Figure 2

Improved metabolic homeostasis in CYB5R3-Tg mice. (a) Kaplan–Meier survival curve for CYB5R3-Tg (n=69) and Wt (n=64) male mice. Extension of 20% maximal lifespan in CYB5R3-Tg mice was significant (P=0.0088, two-tailed t-test). (b) Kaplan–Meier survival curves of male mice fed SD alone (n=14) or supplemented (n=16) with 2.7 mg THII per kg body weight. The arrow at 113 weeks indicates the age at which THII treatment was started. (c) Relative expression value of Cyb5r3 transcript assessed by microarray analysis of RNA isolated from the kidney, liver and skeletal muscle of TFII-fed mice versus control animals, n=4 per group. **P<0.01 and ***P<0.001. (d) Body weight profile over the lifespan. Data include all live animals at each time point. (e) Lean and fat percentages in mice were determined by nuclear magnetic resonance (NMR). (d,e) n=64–69 mice per group. (f) Lean-to-fat ratio. n=6–13 mice per group. (g) Protocol design. Male mice (18–23 weeks old) were fed SD (n=8 CYB5R3-Tg and n=15 Wt mice) or HFD (Supplementary Section) for 17 weeks.
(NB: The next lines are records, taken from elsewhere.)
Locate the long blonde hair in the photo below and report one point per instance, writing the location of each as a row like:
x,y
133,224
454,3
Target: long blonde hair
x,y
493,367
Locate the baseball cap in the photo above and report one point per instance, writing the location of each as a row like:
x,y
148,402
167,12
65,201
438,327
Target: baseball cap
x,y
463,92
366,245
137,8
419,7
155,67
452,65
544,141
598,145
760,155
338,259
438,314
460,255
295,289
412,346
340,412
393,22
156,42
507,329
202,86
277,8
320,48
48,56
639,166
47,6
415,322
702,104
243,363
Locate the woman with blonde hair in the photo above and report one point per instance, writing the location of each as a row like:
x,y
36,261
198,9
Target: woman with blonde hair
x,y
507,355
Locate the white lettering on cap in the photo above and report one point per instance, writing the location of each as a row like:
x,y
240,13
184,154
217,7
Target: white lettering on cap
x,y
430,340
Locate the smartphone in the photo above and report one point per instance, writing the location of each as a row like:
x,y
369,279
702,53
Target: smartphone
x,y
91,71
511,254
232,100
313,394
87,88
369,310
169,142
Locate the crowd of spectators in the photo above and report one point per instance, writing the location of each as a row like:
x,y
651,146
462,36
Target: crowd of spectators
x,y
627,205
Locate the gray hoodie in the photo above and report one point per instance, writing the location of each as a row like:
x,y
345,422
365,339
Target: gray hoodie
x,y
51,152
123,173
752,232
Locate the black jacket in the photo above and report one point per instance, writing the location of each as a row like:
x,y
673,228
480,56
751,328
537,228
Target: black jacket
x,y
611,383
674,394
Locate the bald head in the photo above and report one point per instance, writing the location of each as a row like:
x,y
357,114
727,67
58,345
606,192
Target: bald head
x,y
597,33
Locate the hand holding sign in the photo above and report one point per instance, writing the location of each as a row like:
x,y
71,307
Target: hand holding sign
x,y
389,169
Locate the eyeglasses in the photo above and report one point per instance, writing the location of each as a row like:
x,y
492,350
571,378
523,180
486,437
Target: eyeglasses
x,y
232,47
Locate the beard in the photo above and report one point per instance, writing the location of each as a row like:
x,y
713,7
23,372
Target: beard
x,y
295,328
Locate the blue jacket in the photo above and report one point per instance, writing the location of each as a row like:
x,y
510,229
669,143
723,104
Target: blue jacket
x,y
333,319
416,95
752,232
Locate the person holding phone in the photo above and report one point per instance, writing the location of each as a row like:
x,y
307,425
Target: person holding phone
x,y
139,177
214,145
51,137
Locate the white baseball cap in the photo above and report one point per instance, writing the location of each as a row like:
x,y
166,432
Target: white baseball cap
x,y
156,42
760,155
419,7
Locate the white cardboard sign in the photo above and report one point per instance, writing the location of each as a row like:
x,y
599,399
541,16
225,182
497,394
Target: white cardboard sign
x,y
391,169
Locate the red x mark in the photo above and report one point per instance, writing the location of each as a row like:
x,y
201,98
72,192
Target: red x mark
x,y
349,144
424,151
At the indicated time points (weeks), the following measures were performed: Ins/Glu, insulin and glucose determination; RR, rotarod; MC, metabolic cages; Sac, sacrifice of the animals. (h–n) The following analyses were carried out in mice after a 20-h fasting period: (h) serum triglycerides; (i) total serum cholesterol; (j) high-density lipoprotein (HDL) content; (k) low-density lipoprotein (LDL) content; (l) blood glucose levels; (m) serum insulin levels; and (n) HOMA-IR index. (h–k) n=5 per group; (l–n) n=7–12 per group. (o,p) Sixteen weeks after SD feeding, mice were placed into metabolic cages for the measure of (o) in vivo oxygen consumption and (p) respiratory exchange ratio (RER), n=4–6 per group. (q) Time to fall from an accelerating rotarod, n=7–15 per group. Data are represented as the mean±s.e.m. *P<0.05 compared with Wt mice.